As such, mothers have a pivotal role in preparing girls for puberty and menstruation. Every parent and guardian should regard preparing girls for their first periods as observing their human rights. Without this instruction, girls can turn to social media or their peers, neither of which are reliable sources of menstrual health information. Every family has an opportunity to break the cycle of period shame by starting within their own home.
Very often it is up to them to decide how their daughter experiences her first period. She could be a girl who discovers a red stain on her underwear, and, unprepared for this moment, can slip into emotions connected with other encounters with blood – harm, injury and pain. She might conceal this discovery by rolling wads of tissue paper or socks into her underwear, afraid to tell anyone.
Or she can be a girl who is prepared for this moment and feels a giddy excitement and intrigue when it comes. She can be delighted to be joining the sisterhood of older sisters, cousins, aunts and mothers who had already told her this day would come.
In both cases, the people around her shape her beliefs and expectations of this moment.

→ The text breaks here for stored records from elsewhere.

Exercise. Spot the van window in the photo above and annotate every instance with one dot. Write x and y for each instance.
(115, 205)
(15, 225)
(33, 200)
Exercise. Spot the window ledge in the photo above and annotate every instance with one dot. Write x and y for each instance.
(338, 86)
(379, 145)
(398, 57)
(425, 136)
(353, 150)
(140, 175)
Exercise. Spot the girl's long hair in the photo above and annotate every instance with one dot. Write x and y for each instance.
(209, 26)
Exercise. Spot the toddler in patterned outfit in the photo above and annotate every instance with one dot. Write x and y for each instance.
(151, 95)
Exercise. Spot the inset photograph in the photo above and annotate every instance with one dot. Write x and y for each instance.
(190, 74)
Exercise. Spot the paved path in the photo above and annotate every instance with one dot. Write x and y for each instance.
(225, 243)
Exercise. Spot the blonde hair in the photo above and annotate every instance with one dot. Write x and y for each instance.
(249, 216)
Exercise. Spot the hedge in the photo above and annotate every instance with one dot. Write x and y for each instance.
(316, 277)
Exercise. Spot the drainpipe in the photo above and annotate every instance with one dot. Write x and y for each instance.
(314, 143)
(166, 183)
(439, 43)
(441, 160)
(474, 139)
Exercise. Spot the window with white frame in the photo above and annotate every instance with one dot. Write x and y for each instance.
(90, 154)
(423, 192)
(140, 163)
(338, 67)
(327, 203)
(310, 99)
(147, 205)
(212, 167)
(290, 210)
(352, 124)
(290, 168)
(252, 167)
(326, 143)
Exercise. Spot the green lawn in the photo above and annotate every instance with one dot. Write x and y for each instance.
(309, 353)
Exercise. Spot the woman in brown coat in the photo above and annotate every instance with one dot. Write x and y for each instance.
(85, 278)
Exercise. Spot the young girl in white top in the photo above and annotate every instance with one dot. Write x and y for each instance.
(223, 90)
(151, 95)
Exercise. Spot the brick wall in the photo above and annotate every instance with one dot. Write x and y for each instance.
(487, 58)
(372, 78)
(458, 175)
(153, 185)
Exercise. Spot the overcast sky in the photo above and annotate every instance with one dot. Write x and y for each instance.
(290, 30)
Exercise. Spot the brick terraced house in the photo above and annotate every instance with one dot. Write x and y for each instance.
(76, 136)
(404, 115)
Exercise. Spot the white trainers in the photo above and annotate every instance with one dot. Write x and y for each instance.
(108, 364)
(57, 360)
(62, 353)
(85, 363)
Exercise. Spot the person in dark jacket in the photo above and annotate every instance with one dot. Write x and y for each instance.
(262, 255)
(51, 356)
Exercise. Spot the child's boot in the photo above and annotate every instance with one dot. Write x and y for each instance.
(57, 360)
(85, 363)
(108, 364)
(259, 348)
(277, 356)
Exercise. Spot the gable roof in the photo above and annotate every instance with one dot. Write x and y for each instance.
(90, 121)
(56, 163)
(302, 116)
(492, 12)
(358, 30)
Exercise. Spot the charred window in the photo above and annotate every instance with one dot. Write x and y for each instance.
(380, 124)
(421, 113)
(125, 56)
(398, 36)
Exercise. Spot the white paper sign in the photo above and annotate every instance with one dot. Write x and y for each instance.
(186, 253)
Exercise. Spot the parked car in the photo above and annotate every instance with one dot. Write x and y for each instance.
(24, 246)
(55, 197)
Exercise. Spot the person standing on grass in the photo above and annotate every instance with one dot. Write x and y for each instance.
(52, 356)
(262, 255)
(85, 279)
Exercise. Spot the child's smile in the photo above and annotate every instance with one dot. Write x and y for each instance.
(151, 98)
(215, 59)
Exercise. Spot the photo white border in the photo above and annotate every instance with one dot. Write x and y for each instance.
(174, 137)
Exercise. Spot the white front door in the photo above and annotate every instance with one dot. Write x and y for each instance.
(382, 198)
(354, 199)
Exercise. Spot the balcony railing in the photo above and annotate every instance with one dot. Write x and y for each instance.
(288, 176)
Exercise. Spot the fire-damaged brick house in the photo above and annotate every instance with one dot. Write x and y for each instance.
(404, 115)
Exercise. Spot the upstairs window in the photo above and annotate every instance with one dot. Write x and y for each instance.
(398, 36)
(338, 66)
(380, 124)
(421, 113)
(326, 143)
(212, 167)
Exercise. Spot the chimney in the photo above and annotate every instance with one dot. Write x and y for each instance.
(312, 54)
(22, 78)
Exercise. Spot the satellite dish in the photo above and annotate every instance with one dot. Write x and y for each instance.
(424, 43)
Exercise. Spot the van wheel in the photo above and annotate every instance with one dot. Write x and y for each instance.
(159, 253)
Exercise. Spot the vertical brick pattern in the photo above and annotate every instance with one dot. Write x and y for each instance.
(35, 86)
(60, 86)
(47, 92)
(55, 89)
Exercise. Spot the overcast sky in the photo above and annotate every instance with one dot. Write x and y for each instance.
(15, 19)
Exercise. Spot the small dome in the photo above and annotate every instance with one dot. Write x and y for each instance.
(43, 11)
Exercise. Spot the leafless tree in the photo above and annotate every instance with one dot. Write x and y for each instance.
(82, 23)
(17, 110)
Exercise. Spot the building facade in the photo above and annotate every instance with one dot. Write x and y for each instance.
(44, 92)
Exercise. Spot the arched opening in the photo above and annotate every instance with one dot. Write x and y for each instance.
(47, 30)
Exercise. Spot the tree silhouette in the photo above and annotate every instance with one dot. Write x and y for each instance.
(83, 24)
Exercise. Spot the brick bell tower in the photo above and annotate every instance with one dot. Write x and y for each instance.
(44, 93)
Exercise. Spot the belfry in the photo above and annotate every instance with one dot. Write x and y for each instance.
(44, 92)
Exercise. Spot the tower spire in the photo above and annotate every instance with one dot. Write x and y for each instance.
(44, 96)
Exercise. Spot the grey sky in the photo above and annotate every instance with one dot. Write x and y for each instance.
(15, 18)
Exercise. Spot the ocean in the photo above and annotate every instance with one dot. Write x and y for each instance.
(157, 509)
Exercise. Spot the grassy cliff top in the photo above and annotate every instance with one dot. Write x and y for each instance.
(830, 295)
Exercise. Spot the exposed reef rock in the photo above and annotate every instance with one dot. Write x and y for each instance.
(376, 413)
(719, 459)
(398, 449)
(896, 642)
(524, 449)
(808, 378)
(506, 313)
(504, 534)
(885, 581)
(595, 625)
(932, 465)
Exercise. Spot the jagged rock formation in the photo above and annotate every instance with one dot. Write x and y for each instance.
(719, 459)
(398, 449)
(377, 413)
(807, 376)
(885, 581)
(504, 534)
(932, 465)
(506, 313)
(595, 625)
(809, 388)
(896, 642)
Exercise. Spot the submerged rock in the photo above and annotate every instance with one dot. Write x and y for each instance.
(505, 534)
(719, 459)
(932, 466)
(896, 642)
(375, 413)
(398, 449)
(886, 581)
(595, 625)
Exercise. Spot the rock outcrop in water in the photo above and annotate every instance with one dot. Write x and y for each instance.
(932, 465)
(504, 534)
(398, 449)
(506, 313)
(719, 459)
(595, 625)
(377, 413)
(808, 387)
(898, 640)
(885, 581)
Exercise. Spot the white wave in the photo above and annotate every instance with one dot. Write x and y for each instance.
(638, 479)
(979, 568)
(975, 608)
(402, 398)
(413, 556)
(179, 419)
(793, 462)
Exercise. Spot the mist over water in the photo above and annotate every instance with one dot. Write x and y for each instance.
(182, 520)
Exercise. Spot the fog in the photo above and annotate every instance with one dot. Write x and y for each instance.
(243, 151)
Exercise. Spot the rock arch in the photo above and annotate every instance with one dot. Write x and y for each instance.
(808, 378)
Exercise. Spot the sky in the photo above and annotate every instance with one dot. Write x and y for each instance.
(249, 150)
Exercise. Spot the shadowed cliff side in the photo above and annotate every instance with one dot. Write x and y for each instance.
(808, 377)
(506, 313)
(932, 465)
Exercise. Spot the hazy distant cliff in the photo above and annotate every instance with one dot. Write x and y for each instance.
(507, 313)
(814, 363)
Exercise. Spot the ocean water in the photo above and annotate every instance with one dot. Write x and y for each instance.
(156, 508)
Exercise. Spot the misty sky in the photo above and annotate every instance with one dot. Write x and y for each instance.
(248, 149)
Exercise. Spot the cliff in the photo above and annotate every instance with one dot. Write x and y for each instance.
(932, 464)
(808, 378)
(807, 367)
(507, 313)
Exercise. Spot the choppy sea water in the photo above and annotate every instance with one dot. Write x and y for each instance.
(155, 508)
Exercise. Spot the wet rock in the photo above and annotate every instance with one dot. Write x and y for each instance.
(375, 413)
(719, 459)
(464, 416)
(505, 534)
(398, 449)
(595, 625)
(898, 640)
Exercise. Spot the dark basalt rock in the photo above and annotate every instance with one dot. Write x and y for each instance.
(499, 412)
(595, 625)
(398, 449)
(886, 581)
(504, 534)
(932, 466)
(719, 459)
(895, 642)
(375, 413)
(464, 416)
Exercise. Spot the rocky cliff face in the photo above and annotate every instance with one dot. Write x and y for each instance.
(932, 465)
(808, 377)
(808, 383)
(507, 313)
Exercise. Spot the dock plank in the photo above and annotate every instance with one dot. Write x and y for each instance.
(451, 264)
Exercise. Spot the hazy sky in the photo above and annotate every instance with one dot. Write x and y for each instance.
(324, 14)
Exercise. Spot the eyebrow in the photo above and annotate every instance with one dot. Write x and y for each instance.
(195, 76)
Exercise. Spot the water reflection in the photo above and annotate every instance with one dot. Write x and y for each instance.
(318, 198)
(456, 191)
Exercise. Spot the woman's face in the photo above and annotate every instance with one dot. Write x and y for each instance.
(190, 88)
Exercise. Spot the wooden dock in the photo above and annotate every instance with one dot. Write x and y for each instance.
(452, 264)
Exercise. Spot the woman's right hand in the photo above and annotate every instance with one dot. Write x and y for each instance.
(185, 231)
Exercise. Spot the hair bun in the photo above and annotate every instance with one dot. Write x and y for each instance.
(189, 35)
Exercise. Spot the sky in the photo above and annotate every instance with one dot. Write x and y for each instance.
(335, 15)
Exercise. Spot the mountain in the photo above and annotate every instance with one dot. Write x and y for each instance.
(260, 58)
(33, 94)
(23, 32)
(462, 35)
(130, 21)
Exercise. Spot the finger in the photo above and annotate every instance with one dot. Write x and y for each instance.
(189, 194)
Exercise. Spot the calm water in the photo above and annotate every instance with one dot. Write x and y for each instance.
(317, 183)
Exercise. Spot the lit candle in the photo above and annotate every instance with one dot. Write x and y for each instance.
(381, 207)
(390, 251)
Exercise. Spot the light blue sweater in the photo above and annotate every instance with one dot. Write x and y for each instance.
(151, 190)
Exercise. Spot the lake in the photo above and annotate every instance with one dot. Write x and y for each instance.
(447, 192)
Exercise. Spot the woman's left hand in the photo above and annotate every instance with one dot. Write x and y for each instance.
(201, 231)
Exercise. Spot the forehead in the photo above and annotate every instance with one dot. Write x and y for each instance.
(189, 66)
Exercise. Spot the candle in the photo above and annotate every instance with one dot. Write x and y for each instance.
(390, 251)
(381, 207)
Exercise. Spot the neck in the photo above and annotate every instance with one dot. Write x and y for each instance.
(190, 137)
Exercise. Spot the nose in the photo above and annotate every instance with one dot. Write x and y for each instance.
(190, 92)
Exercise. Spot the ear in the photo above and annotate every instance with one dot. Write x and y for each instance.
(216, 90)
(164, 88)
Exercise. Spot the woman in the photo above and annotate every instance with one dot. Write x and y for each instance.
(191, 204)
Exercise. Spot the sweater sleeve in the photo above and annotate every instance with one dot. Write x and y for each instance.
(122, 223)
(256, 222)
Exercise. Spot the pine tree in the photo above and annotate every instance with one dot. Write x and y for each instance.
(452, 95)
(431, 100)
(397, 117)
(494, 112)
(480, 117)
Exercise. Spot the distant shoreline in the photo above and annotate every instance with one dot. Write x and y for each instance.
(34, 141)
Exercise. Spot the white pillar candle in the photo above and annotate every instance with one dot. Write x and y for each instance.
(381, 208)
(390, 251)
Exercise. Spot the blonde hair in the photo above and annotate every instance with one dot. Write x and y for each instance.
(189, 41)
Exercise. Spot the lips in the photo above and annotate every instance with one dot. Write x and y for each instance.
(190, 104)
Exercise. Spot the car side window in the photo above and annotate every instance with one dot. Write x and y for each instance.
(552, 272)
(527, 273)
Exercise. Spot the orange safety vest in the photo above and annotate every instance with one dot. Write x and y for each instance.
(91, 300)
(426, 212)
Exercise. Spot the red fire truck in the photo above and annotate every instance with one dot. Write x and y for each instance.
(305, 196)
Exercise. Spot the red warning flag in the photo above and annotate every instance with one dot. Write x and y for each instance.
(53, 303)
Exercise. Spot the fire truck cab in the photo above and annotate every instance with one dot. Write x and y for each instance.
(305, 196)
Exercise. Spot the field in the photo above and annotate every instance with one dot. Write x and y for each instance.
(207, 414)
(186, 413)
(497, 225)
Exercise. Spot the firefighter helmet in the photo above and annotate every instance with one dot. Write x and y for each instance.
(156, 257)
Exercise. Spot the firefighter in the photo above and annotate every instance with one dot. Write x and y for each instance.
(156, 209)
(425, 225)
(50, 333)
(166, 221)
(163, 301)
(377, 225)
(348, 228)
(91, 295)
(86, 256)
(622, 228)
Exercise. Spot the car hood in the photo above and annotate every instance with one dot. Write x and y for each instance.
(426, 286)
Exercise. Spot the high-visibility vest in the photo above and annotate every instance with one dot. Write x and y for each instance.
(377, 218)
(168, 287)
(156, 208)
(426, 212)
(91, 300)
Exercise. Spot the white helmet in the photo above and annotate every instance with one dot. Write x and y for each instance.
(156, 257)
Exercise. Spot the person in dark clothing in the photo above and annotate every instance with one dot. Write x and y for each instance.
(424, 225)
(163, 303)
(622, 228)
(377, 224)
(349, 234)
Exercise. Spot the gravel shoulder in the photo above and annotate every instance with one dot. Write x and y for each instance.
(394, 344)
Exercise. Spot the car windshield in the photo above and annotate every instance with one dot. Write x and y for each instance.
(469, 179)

She could just be shown where the pads are and told to keep her period as a shameful secret. Or she could be celebrated, recognised and supported by her family.
On this Menstrual Hygiene Day, let us agree that concealing menstruation serves no one – neither the girls and women who bleed nor the boys and men who care for them.
To improve access to menstrual health resources and abolish period poverty, we must remember a key point: Policies are made by people. They are made by women who were once girls who were shamed or celebrated and men who were once boys either obliviously unaware or consciously educated about the monthly reality of their female peers.
By reviving Prophetic examples of showing tenderness to menstruating girls and women, sharing gifts at menarche and acknowledging menstruation as a divinely designed and life-giving process, we have an opportunity to heal the culture that shapes society and the individuals who form families. We can and must take action towards ending period shame and ensuring menstrual equity for all.
The views expressed in this article are the author’s own and do not necessarily reflect Al Jazeera’s editorial stance.